In [1]:
import pandas as pd
import torch
import numpy as np
import pickle

## Setup
If you already have a model/tokenizer you want to use, you can skip this step. 
Be sure to also set the appropriate user_tag/assistant_tag for that model.

In [2]:
%%capture
# The quantized model used here requires some extra libraries. 
import sys
!{sys.executable} -m pip install torch==2.1.1 torchvision==0.16.1 torchaudio==2.1.1 --index-url https://download.pytorch.org/whl/cu121
!{sys.executable} -m pip install optimum>=1.12.0
!{sys.executable} -m pip install auto-gptq==0.6.0
!{sys.executable} -m pip install accelerate

In [3]:
import os
os.environ['TRANSFORMERS_CACHE'] = '/workspace/cache/' # change or comment out as desired 
from transformers import AutoModelForCausalLM, AutoTokenizer

def load_tokenizer(model_name_or_path, revision, device):
    tokenizer = AutoTokenizer.from_pretrained(model_name_or_path, use_fast=True, padding_side="left", revision=revision)
    tokenizer.pad_token_id = 0
    return tokenizer

device = 'cuda:0'
model_name_or_path = "TheBloke/Mistral-7B-Instruct-v0.1-GPTQ"
revision = 'gptq-4bit-32g-actorder_True'
user_tag = "[INST] "
assistant_tag = " [/INST]"

tokenizer = load_tokenizer(model_name_or_path, revision, device)

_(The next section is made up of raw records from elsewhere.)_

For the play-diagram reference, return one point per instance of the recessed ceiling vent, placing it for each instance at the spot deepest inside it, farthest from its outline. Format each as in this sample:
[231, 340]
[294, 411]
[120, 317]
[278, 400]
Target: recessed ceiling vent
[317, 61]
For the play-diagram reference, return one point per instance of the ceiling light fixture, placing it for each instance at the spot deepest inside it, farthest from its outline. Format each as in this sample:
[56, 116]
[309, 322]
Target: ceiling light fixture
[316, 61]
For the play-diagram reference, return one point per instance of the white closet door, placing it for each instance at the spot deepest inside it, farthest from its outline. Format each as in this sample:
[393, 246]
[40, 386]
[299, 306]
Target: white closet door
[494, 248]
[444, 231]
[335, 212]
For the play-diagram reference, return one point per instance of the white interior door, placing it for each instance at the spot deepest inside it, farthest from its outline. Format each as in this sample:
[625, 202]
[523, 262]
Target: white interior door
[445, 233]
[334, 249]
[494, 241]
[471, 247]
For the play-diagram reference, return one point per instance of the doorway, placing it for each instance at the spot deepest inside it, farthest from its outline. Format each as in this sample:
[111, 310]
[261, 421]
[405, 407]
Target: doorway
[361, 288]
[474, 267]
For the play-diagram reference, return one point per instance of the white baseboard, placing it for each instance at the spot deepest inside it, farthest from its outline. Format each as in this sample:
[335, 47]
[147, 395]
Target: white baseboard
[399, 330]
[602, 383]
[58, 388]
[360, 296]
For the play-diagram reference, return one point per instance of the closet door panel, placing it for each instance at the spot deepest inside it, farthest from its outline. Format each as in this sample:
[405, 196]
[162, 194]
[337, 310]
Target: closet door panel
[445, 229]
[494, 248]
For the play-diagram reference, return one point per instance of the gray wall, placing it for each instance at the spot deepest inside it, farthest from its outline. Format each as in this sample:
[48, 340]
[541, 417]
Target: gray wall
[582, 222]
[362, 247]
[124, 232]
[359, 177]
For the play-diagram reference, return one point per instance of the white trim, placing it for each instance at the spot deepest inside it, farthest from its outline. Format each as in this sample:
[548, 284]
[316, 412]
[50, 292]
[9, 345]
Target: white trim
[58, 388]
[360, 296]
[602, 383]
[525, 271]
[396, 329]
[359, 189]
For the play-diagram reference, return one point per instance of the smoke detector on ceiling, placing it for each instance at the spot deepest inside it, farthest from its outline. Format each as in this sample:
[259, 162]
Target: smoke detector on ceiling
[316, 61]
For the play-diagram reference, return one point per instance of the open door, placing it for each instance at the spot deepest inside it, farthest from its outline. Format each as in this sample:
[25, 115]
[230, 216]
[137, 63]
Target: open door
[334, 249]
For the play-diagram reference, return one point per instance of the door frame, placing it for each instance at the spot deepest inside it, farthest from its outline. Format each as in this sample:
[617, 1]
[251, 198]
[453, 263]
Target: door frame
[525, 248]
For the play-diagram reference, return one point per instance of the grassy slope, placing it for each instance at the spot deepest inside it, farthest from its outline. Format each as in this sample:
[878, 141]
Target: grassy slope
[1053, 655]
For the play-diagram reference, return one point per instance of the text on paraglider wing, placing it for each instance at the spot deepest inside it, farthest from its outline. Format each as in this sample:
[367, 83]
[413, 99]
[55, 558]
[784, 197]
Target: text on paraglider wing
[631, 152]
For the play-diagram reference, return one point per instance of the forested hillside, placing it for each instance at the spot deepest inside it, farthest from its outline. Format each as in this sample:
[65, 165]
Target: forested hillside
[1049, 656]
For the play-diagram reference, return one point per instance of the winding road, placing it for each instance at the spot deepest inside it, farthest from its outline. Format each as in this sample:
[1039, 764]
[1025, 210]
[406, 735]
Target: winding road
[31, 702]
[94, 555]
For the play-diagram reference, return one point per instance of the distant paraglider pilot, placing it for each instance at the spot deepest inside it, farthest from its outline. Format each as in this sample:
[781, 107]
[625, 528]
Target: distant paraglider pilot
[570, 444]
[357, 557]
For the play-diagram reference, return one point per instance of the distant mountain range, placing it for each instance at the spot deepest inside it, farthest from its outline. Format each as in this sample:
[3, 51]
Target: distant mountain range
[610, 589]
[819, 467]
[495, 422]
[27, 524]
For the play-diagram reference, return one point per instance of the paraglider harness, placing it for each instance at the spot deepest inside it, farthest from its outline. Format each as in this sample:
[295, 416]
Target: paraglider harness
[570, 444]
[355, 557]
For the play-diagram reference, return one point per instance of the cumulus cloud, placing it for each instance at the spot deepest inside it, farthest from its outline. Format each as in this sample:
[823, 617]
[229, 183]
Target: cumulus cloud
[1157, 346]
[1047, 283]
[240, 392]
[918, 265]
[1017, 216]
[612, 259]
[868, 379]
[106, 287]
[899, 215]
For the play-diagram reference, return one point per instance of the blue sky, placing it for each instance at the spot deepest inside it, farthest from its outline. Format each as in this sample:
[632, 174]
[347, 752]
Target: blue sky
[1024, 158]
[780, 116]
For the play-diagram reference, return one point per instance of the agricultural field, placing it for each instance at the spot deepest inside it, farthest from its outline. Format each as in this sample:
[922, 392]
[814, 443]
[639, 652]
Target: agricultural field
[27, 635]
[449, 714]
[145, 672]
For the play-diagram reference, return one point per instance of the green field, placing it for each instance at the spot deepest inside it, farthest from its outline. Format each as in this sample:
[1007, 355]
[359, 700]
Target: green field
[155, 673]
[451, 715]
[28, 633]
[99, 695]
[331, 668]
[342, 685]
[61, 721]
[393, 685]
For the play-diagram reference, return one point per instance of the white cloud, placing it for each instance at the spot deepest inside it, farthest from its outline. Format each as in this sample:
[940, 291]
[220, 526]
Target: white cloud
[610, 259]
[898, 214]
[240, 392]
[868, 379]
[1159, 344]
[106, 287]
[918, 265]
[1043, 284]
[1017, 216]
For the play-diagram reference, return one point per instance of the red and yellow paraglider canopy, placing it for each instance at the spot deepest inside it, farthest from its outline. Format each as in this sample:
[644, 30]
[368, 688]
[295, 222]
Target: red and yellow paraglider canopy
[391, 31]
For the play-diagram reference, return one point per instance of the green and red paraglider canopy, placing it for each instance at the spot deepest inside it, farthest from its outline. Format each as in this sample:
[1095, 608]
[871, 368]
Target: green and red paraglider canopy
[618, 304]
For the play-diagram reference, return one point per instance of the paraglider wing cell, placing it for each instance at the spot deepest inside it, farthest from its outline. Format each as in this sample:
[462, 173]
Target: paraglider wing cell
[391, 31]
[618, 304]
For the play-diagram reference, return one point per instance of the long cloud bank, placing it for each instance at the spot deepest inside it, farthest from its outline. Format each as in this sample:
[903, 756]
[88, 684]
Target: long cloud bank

## Make statement pairs consisting of honesty + creative content (functional method)

In [69]:
# first get honesty
from lmdoctor.extraction_utils import prepare_functional_pairs
from lmdoctor.target_specific_utils.honesty_utils import fetch_factual_data_functional

honesty_data = fetch_factual_data_functional()
statement_pairs_honesty = prepare_functional_pairs(honesty_data['data'], honesty_data['prompt_maker'], tokenizer, user_tag, assistant_tag)
statement_pairs_honesty[:2]

In [7]:
# next get creative content (only going to use the fictional content for now)
content_prompts = pd.read_csv('./content_prompts_with_response.csv')

num_pairs = content_prompts.shape[0]
prompts = content_prompts['prompt'].values.tolist()
responses = content_prompts['response'].values.tolist()
labels = content_prompts['label'].values.tolist()

subprompts = []
for i in range(num_pairs):
    tokens = tokenizer.tokenize(responses[i])
    for idx in range(1, len(tokens) - 5):
        subresponse = tokenizer.convert_tokens_to_string(tokens[:idx])
        subprompt = f"{user_tag}{prompts[i]}{assistant_tag} {subresponse}"
        subprompts.append([subprompt, labels[i], i])

subprompts_df = pd.DataFrame(subprompts)
subprompts_df.columns = ['subprompt', 'label', 'prompt idx']
fictional_prompts_df = subprompts_df[subprompts_df['label'] == 1]
factual_prompts_df = subprompts_df[subprompts_df['label'] == 0]
fictional_prompts_df.head(2)

Unnamed: 0,subprompt,label,prompt idx
0,[INST] Write a sci-fi short story about a robo...,1,0
1,[INST] Write a sci-fi short story about a robo...,1,0


In [8]:
# pair fictional statements with lies; mix 50/50
import random
import numpy as np

n_train=128
n_dev=64
n_test=32
n = n_train + n_dev + n_test
honesty_pairs = statement_pairs_honesty[:n]

# get another n lies
fictional_prompts = fictional_prompts_df['subprompt'].tolist()
next_n_lies = [p[1] for p in statement_pairs_honesty[n:2*n]]
content_pairs = []
for i in range(n):
    pair = [fictional_prompts[i], next_n_lies[i]]
    content_pairs.append(pair)
print(len(content_pairs), len(honesty_pairs))
honesty_pairs = honesty_pairs.tolist()


NameError: name 'statement_pairs_honesty' is not defined

In [76]:
# for the shuffled version

combined_pairs = np.array(content_pairs + honesty_pairs)
print(len(content_pairs), len(honesty_pairs))
np.random.shuffle(combined_pairs)

statement_pairs = {}
statement_pairs['train'] = combined_pairs[:n_train*2]
statement_pairs['dev'] = combined_pairs[n_train*2:(n_train+n_dev)*2]
statement_pairs['test'] = combined_pairs[(n_train+n_dev)*2:(n_train+n_dev+n_test)*2]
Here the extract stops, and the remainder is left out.